One issue that urgently needs to be revisited is the introduction of carbon taxes, something that the Government flunked in 2004. As the ESRI has said repeatedly, this wouldn’t involve an increase in the tax burden, merely a re-balancing in line with the “polluter pays” principle to encourage efficiency and cut carbon dioxide emissions.

The recent purchase of Lexus 450 hybrid cars for both Dempsey and Minister for the Environment Dick Roche was intended to “set an example”. But this was no more than a token gesture, given that both Mary McAleese and Bertie Ahern have just got new Mercedes S-class cars, which have a fuel efficiency of only 10 kilometres per litre. Clearly, the President and the Taoiseach believe that the comfort zone they inhabit is the natural order of things. Like most of us, cocooned by the smugness of living in the world’s second-wealthiest country, they haven’t spotted the elephant in the room – climate change, and the urgent need to start getting out of fossil fuels.

“It’s time we had a mature debate on need to face up to this,” says Dublin City Council’s chief planning officer, Dick Gleeson. “Because if we don’t begin managing the future to protect it for our kids, and we end up boxed into a corner in 20 years’ time because of our addiction to fossil fuels, then we’re going to be in serious trouble.”

It would also make sense economically. As Prof Kevin Leyden of West Virginia University has pointed out, even big business has discovered the green agenda. “Ireland benefited profoundly by embracing the last new wave of technology – computers – and would be well advised to note that green industry, products and processes are the next wave.”

Fundamentally, it is up to the Government to lead change in society and plan for a sustainable future free from reliance on increasingly expensive and climate-damaging fossil fuels. Unless Noel Dempsey’s forthcoming Green Paper on energy addresses the need for that transition to the post-oil era, it will be a waste of time.

© The Irish Times

The sky’s the limit

How your family holiday increases global warming.

Aviation is consuming more and more energy, as increasingly people take to the skies on cheap flights. But flying is the most detrimental form of travel in terms of aggravating global warming; on a per-capita basis, CO2 emissions from aircraft are almost seven times higher than emissions from trains and three times more than cars.

According to the website, co2balance.com, a single passenger travelling from Dublin to New York and back is responsible for 1.12 tonnes of CO2 emissions. Figures for other sample return flights from Dublin are: Tenerife, 0.88 tonnes; Dubai, 1.31 tonnes; Barbados, 1.42 tonnes; Cape Town, 2.20 tonnes; and Sydney, 3.79 tonnes. A family of four flying to Malaga for their summer holidays would rack up 2.24 tonnes of CO2 on the trip – enough to fill 5,000 wheelie bins, according to Dr Alan Drew, of the Irish Academy of Engineering. It must also be measured against the yardstick of emissions of three to four tonnes of CO2 by the average Irish family car for a whole year.

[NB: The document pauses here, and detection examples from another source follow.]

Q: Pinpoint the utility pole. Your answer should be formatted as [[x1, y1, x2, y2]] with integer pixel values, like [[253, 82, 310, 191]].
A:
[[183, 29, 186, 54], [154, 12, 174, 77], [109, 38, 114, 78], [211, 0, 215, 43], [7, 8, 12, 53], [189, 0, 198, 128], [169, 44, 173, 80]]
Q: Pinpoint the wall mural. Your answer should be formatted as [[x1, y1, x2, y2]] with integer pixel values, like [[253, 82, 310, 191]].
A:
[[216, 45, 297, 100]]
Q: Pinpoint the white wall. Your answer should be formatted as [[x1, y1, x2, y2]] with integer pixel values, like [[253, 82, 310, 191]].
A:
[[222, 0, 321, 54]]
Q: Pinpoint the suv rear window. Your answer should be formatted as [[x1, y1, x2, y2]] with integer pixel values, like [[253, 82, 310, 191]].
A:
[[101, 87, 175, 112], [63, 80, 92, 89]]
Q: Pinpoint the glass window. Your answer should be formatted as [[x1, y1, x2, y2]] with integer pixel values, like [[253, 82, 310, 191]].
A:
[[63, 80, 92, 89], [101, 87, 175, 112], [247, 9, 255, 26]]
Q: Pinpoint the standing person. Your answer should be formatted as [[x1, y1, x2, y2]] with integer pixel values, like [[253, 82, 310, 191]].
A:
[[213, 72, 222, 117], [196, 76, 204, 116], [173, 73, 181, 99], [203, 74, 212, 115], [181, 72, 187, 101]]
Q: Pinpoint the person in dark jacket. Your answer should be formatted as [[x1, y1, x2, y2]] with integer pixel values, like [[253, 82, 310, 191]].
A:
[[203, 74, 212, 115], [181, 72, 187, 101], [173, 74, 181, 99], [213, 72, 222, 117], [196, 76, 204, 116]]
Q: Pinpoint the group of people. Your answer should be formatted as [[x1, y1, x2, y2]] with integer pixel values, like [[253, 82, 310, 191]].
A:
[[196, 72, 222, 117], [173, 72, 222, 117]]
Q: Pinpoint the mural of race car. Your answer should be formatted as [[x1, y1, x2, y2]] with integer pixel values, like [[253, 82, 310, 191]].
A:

EU moves to impose a carbon tax on jet fuel – which, bizarrely, remains untaxed and outside the scope of the Kyoto Protocol – are still being resisted by airlines, as well as by the US, China and Russia, even though aviation is the fastest-growing contributor to greenhouse gas emissions worldwide and needs to be brought under control.

In Ireland, the Government also massively subsidises regional air services – in competition with bus and rail; a 2004 study by DKM Economic Consultants found that the average subsidy of €71 per passenger works out more than 10 times what the railways were getting and 152 times the level for buses.